Soon after the RBI unveiled its mid-quarter review of the monetary policy, several bankers hinted that they may reduce lending rates in the coming days.
Commenting on RBI's action, State Bank of India (SBI) chairman Pratip Chaudhuri said the bank will review its rates in the light of policy decision. The asset liability committee (ALCO) of the bank is expected to meet soon to take a view on rate revision.
"It is a very positive move. I think the RBI has given a clear signal that they (banks) are willing to respond and that they (banks) have taken note of the signs of deceleration in economy," Chaudhuri said.
He was seconded by Chanda Kochhar, chairman and managing director, ICICI Bank, who called "the reduction in CRR a positive step as it will help ensure that systemic liquidity remains in the comfort zone".
"Given the comfortable liquidity and the recent reduction in deposit rates by banks, interest rates in general could be expected to trend downwards gradually.
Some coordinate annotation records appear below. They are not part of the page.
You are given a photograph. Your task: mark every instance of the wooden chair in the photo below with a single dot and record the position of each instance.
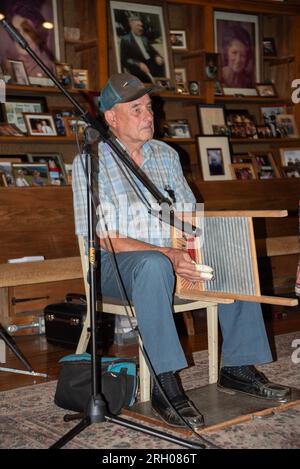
(114, 306)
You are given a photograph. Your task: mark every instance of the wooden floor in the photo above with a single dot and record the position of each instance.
(44, 357)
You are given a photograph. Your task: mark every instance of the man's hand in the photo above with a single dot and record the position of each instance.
(186, 267)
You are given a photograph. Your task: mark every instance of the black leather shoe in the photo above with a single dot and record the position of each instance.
(183, 406)
(249, 380)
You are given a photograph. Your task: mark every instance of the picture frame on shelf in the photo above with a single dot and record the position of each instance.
(149, 22)
(194, 88)
(17, 71)
(33, 32)
(63, 73)
(74, 126)
(178, 128)
(292, 171)
(68, 169)
(178, 39)
(234, 30)
(40, 125)
(180, 75)
(215, 158)
(9, 130)
(265, 165)
(287, 124)
(266, 90)
(15, 106)
(55, 164)
(30, 174)
(243, 171)
(269, 47)
(210, 115)
(80, 79)
(289, 156)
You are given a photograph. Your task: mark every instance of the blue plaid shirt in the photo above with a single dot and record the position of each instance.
(120, 206)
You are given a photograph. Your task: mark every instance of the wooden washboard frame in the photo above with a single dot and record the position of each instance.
(227, 244)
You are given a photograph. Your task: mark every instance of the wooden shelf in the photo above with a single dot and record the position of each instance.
(182, 141)
(29, 139)
(265, 140)
(251, 99)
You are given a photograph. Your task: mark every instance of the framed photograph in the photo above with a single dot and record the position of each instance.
(148, 57)
(266, 90)
(55, 165)
(264, 131)
(180, 75)
(287, 123)
(74, 126)
(265, 165)
(178, 39)
(210, 66)
(9, 130)
(194, 88)
(215, 158)
(237, 41)
(80, 79)
(243, 171)
(14, 107)
(269, 48)
(41, 125)
(28, 174)
(292, 171)
(29, 21)
(64, 74)
(17, 72)
(68, 169)
(211, 115)
(289, 156)
(178, 129)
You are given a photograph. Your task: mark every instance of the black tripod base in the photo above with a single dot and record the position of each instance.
(87, 421)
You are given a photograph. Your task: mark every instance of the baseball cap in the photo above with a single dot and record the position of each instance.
(122, 88)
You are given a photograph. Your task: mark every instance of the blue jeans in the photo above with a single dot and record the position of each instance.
(149, 279)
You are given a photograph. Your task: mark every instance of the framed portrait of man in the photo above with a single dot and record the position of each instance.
(140, 40)
(29, 17)
(237, 41)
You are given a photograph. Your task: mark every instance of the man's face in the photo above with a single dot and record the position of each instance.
(132, 122)
(137, 27)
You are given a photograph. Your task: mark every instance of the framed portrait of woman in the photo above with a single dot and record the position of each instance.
(237, 41)
(141, 43)
(29, 19)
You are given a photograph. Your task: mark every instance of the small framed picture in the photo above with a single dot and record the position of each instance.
(41, 125)
(9, 130)
(211, 67)
(214, 158)
(28, 174)
(80, 79)
(269, 48)
(178, 39)
(264, 164)
(211, 115)
(292, 171)
(266, 90)
(194, 88)
(289, 156)
(178, 129)
(68, 169)
(55, 164)
(74, 126)
(180, 75)
(18, 72)
(243, 171)
(287, 124)
(64, 74)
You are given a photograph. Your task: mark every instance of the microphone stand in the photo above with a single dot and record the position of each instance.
(96, 130)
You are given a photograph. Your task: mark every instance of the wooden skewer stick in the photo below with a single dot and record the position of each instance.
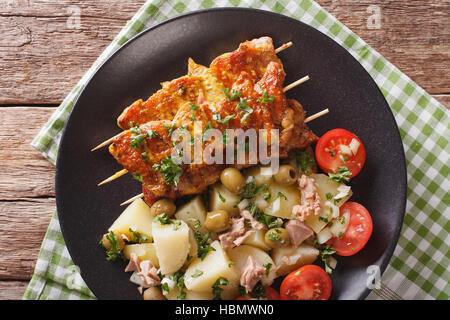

However, we will have to continue to keep an eye on funding costs given the level of CASA deposit growth in the system," she said.
RBI today announced a cut in CRR, the percentage of deposits banks keep with central bank, to 4.5 per cent.
However, repo rate, at which the central bank lends to the banks, would remain unchanged at 8 per cent.
The reverse repo, at which it absorbs excess liquidity through borrowings from banks, remains at 7 per cent.
Terming the policy action strongly positive for the markets, Bank of Baroda chairman and managing director M.D. Mallya said as much as Rs 720 crore of additional fund would come to the bank.
The liquidity infusion would ensure adequate flow of credit to productive sectors of the economy, Mallya said, adding that the bank's ALCO would meet soon to take stock of the situation.
Oriental Bank of Commerce (OBC) chairman and managing director S.L. Bansal also said that the bank would take a view on the rate revision in its ALCO meeting soon.